Заглядывая в будущее искусства, А. Гастев утверждает, что «слово, взятое в его бытовом выражении», будет «явно недостаточно для рабоче-производственных целей пролетариата», а в пролетарском искусстве слово будет принимать некие «формы технизирования», «оно будет постепенно отделяться от живого его носителя — человека». «Здесь мы вплотную подходим к какому-то действительно новому комбинированному искусству, где отступают на задний план чисто человеческие демонстрации, жалкие современные лицедейства и камерная музыка. Мы идем к невиданно объективной демонстрации вещей, механизированных толп, потрясающей открытой грандиозности, не знающей ничего интимного и лирического» (От символизма до Октября. С. 267).

Пролеткультовская концепция человека оказала существенное давление на поэтов «Кузницы»: человек в их поэзии был заменен коллективом, абстрактно понятым, оторванным от земли.

Масса — это горны,
Масса — это домны, —
Творящая судорожно, упорно,
Творящая рой неуемно. —

писал Филипченко. И на первых порах сами поэты гордились тем, что им удалось создать обезличенный образ человека, настолько слившегося с коллективом, что в нем ничего не осталось индивидуального: ни лица, ни мысли, ни действия, ни настроения. И этот принцип изображения оправдывался тем, что «не личность делает историю, а огромные массы людей».

Понятно, что наивные пролеткультовские теории, пусть даже порожденные самыми «революционными» намерениями их творцов, не могли сколько-нибудь обогатить литературу, а лишь сбивали с толку писательский пролетарский молодняк. Между тем перед русским искусством той поры стояла огромная задача: воплотить в художественных образах одну из величайших эпох в истории человечества, когда переоценивались многие ценности, когда новое входило в жизнь каждого человека.

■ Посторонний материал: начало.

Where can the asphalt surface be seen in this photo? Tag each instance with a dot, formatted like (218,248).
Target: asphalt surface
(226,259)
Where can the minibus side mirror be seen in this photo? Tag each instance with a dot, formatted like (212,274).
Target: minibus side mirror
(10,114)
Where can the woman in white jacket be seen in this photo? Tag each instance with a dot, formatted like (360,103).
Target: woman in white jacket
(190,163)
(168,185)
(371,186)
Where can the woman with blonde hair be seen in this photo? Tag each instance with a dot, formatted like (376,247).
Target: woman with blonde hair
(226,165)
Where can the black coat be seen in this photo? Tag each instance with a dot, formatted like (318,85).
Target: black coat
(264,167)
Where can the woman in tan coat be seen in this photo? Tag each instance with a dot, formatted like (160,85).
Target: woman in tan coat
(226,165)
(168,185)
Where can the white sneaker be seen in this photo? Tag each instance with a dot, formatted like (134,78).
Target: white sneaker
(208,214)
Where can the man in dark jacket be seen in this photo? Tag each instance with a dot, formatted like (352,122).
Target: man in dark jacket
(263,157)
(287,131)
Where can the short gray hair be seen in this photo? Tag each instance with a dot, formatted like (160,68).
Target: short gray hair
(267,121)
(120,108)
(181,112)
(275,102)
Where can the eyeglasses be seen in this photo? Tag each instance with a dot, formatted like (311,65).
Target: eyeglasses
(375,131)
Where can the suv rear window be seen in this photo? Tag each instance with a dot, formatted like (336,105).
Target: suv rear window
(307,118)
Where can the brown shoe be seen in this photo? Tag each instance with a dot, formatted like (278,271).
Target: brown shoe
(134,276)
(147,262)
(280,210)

На первый план закономерно выдвигалась проблема литературного героя. Жизнь требовала углубленного, реалистического показа человека, создания типов, равных по масштабности и сложности внутреннего мира персонажам Лермонтова, Гончарова, Льва Толстого, Достоевского, Тургенева. В свете этих задач времени особенно схематичными, «головными» выглядели герои Пролеткульта или многих ортодоксальных «рапповцев». Эти персонажи действовали не как живые люди со своим индивидуальным характером, со своей сложной, а подчас и противоречивой психологией, а как раскрашенные в красный или белый цвет манекены, которые лишь служили иллюстрацией идеологических тезисов авторов. Такой показ героя был особенно характерен для писателей «Октября» и «На посту».

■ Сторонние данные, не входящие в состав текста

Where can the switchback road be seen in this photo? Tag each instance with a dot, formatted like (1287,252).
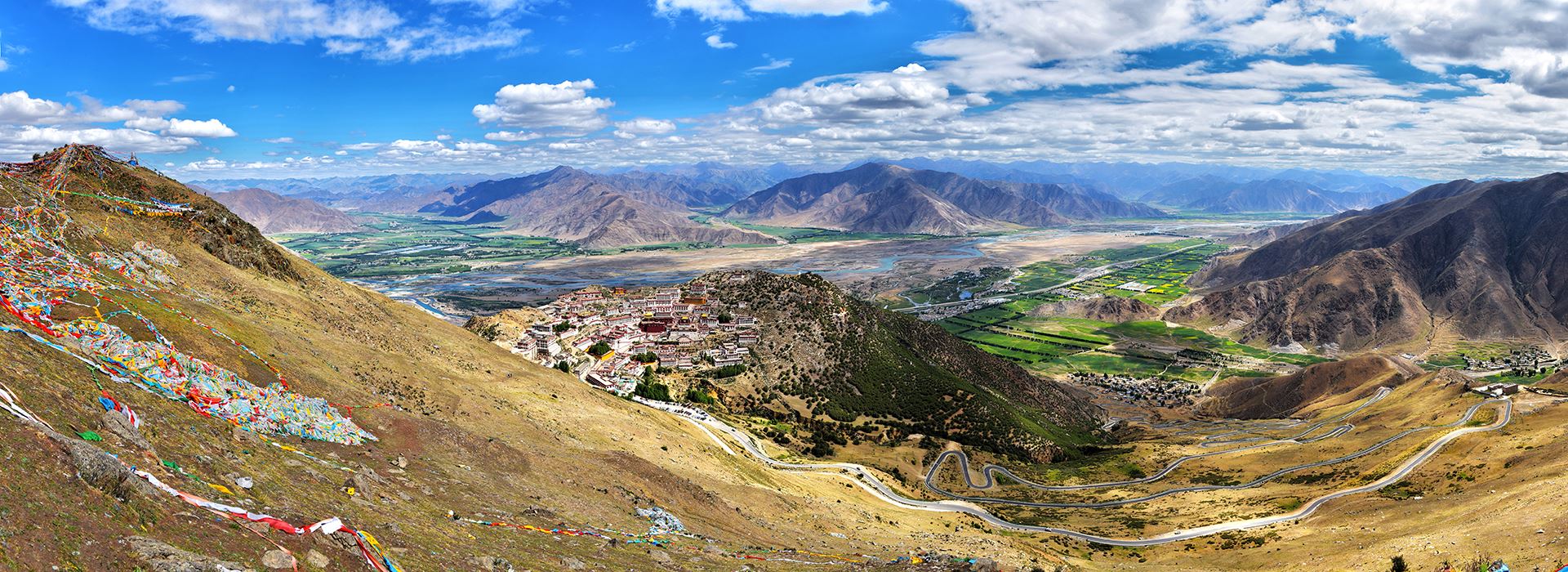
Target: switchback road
(880,489)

Вот, например, «Линев» Тарасова-Родионова. Персонажи этой повести лишены индивидуальности, характерных особенностей, примет. Линев сидел когда-то, при старом режиме, в тюрьме. Сейчас он крупный профсоюзный работник. Заболев туберкулезом, он попадает на жогинскую заимку, где есть столь ему нужные «молоко, солнце и сосновый воздух». Но все комнаты уже заняты, и ему предложили комнату с решетками на окнах. И он обрадовался этой комнате: «Светлая комната, просторная кухня и еще маленькая комната с нарами. И окошечко в ней с решеткой. Как в тюрьме.

— Знаешь, Варя, я буду здесь заниматься. Так хорошо, знаешь ли, напоминает... родное».

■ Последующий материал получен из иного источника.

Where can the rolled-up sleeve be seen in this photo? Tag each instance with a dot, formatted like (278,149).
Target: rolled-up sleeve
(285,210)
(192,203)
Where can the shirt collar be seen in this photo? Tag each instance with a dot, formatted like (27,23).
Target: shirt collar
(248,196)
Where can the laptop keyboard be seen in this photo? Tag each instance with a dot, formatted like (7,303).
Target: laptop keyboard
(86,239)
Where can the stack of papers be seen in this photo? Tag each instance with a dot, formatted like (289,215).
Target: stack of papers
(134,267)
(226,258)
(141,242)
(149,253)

Столь же фальшив Линев и в разговорах с другими персонажами повести. Для одних он «большой комиссар», для других — «столичная зазнайка». Но все его разговоры с людьми — это изложение своими словами партийных документов. Так, крестьянам он разъясняет, что без союза с рабочим классом крестьянин пропадет, местному коммунисту Мокееву, понимавшему диктатуру пролетариата как только подавление («кто не согласен, — взашей и коленкой»), объясняет, что диктатура — «это руководство соратниками и подавление врагов» (Тарасов-Родионов. Линев // Молодая гвардия. 1924. № 1. С. 42). Так и в других случаях. И в итоге перед нами ходячая прописная энциклопедия. Все его действия надуманные, слова чужие, заемные из газет, из книг, партийных документов.

И в схематизме повинен был те только Тарасов-Родионов. Целое направление, может самое многочисленное, ратовало за подобное изображение человека. И при этом опиралось на марксизм, который якобы призывал своих последователей изображать человека в искусстве таким схематичным, ясным и понятным.

Пролеткультовцы, напостовцы и примыкающие к ним группы ратовали за то, чтобы писатели в каждом художественном образе раскрывали классовую сущность личности. И в этом видели главное назначение искусства. Лебедев-Полянский, скажем, признает, что искусство, как наука, может давать объективные истины. Но для нового искусства этого недостаточно. Взгляд на искусство как на средство познания жизни начинает, по его мнению, отходить в прошлое, потому что эта теория не охватывает всей сущности искусства, не вскрывает всего его назначения. «Теперь не времена Белинского, — писал он, — а период диктатуры пролетариата... Марксизм стоит за искусство идейное, утилитарное. Он отнимает от искусства абсолютную значимость и отводит ему чисто служебную роль» (Полянский (П.И. Лебедев). Вопросы современной критики. М.; Л., 1927. С. 9—10).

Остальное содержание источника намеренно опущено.